April 14, 2019
Execution at the processor level
With each passing clock cycle, the processor executes a single microinstruction. These are strings whose bits drive the control lines of the CPU. We get a series of microinstructions by the translation of an instruction (frequently called machine code). The set of all available instructions for a processor is called the Instruction Set Architecture (ISA), which in a sense is the API of your computer’s processor.
source code -> instructions (now within processor) -> microinstructions (executed each clock cycle)
Statements in a program can be taken by a compiler and turned into machine code (instructions). The best example of this is C. Different processors, however, provide different Instruction Set Architectures. Does this mean we have to write a different compiler for each processor? (Yes, it does.) This is a problem as compiler’s do more and more work for the programmer.
We can solve this by keeping all the added features in our program executor the same, except for the processor. If we virtualize the processor, and provide an ISA specially designed for the execution of the language in question, we now have a component we can take in and out, as we move from one OS to another (presumably with different processors).
Virtualizing the processor
v8 hello.js (where
hello.js is your program)e.g.
v8 --print-bytecode hello.js (Because seeing the bytecode of Node’s runtime isn’t the best for education purposes).
When I say “virtualizing the processor”, what I mean is that we are executing the program in a virtual machine. We have some entity (either the JVM interpreter or the Ignition bytecode executor), that knows how to execute their version of bytecode. What we are using here is called a process virtual machine. This is in stark contrast to a system virtual machine, which has its own guest operating system (think VMWare). A process virtual machine is much lighter, and its sole purpose is executing a program. To be clear, it does further virtualize other things, such as memory, which means there exists a mapping. For simplicity, the mapping is just a direct mapping. Note that memory is already virtualized on the host OS; the memory blocks given to a process appear continuous, but are not guaranteed to be so. The most complicated thing we are abstracting away is the processor and it’s machine code.
In the JVM, for example, the interpreter takes a line of bytecode, and knows how to execute it without providing further translation into machine code.
In V8, the Ignition interpreter acts in a similar way. it takes a statement from the parsed AST, turns it into bytecode, and executes it by itself.
Let’s dive deeper into the details of the two.

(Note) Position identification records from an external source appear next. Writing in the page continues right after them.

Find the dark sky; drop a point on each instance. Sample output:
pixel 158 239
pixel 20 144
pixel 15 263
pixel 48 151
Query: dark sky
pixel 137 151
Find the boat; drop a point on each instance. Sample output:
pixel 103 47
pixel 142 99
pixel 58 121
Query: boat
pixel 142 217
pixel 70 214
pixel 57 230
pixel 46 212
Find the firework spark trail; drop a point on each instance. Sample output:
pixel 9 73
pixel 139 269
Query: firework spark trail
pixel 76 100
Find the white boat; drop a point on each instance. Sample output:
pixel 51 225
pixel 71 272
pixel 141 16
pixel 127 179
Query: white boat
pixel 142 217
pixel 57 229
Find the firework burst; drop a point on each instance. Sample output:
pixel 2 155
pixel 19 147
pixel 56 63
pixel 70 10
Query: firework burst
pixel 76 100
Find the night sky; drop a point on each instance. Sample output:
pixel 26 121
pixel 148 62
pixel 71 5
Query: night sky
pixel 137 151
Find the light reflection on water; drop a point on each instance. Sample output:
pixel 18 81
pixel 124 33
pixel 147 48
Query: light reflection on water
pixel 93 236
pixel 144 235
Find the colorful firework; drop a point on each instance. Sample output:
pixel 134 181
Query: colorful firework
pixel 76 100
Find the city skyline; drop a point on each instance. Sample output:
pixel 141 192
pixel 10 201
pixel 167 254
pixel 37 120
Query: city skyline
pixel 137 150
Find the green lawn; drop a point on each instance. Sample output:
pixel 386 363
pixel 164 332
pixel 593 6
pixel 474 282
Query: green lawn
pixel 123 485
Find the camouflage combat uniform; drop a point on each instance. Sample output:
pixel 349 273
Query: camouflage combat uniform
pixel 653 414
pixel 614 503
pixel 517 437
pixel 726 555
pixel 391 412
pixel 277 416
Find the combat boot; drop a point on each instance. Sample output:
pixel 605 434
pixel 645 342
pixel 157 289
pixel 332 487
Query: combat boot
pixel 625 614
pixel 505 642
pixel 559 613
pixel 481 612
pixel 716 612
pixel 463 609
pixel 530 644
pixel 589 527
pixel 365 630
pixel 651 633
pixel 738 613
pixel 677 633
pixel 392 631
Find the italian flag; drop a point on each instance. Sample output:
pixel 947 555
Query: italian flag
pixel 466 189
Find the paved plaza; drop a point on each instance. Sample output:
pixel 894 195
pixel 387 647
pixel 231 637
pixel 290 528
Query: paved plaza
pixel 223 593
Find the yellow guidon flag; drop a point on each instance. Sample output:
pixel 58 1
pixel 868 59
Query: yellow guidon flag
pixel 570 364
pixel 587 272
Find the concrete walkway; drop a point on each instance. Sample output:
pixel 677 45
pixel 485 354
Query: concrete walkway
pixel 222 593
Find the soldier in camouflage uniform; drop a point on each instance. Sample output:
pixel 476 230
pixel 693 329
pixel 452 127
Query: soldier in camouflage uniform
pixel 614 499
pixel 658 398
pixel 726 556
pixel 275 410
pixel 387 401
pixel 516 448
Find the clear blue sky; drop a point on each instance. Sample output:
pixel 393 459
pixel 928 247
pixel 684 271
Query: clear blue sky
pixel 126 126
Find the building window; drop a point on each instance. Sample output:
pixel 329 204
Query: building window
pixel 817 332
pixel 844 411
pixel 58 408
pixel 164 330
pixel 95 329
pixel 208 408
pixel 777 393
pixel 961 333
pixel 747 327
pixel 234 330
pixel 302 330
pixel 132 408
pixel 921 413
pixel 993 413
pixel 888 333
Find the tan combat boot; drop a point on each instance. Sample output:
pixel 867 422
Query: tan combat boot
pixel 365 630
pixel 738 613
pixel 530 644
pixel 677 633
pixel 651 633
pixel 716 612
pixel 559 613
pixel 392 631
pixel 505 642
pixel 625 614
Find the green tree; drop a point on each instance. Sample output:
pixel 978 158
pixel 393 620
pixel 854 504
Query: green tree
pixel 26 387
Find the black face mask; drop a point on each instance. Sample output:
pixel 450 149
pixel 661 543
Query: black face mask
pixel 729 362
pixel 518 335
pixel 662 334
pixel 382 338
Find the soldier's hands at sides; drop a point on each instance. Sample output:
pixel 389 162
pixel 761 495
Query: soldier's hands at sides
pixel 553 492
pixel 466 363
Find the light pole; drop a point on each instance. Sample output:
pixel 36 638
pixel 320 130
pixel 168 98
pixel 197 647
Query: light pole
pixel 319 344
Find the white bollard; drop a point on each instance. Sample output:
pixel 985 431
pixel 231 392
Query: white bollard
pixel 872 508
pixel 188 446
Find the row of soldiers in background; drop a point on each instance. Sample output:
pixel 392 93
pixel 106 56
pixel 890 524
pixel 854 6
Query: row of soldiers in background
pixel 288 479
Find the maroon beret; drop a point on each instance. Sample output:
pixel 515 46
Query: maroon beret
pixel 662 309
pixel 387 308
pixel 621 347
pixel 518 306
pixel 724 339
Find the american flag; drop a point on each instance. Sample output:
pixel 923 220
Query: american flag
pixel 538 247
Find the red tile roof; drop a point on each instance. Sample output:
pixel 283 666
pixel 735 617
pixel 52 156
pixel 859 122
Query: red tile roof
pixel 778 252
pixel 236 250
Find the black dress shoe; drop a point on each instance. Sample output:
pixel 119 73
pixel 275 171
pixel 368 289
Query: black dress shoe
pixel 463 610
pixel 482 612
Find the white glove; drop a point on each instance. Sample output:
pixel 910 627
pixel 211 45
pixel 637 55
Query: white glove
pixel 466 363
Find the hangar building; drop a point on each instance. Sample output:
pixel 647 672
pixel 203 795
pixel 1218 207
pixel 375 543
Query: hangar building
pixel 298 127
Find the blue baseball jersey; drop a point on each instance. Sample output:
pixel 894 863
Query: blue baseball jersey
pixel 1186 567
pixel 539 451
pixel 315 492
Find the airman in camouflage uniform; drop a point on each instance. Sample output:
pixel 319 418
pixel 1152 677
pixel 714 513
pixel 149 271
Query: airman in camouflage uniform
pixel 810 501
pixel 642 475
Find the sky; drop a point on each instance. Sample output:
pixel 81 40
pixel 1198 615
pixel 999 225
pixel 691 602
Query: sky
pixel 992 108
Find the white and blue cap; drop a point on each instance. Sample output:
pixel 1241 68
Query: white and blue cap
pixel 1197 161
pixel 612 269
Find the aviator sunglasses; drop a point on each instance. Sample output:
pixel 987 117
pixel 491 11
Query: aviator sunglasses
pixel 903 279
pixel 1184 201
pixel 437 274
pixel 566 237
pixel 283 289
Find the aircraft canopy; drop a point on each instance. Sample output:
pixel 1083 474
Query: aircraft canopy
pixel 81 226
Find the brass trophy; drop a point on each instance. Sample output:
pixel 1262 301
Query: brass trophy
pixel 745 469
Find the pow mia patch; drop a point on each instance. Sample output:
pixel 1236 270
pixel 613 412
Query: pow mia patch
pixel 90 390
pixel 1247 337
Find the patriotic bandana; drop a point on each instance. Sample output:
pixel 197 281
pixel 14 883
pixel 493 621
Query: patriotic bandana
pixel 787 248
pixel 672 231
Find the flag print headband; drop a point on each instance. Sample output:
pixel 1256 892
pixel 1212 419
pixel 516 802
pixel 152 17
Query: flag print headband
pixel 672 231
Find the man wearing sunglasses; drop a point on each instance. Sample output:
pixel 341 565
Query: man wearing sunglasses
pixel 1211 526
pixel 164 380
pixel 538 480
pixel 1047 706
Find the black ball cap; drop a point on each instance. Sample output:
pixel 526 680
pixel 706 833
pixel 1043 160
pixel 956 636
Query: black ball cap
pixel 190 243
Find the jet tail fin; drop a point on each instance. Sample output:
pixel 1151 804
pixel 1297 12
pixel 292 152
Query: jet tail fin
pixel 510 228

How the JVM Executes Programs
Let’s say we have some Java source code. We use the Java compiler (javac) to turn it into bytecode (.class files). Then we feed it into the JVM.
The JVM takes it, and after some initialization steps (class loading, bytecode verifying, etc.), a statement of bytecode arrives at the interpreter, which executes it.
As execution continues, if some piece of code (e.g. a function) has been executed a certain number of times (i.e. it is “hot”), the JVM execution engine contains a JIT optimizing compiler which will turn it into machine code, allowing it to execute faster.
How the V8 Engine Executes Programs
Just like before, if we discover a hot function, we have an optimizing compiler to turn that into machine code. In V8, this entity is called TurboFan.
Going to steal Franziska Hinkelmann’s picture, from her great blog post on the topic.
Note – Above I talked about process virtual machines. V8 is pretty sparse on those kind of internal details, but I did read enough to convince myself that they use a process virtual machine. (See here, here, and here).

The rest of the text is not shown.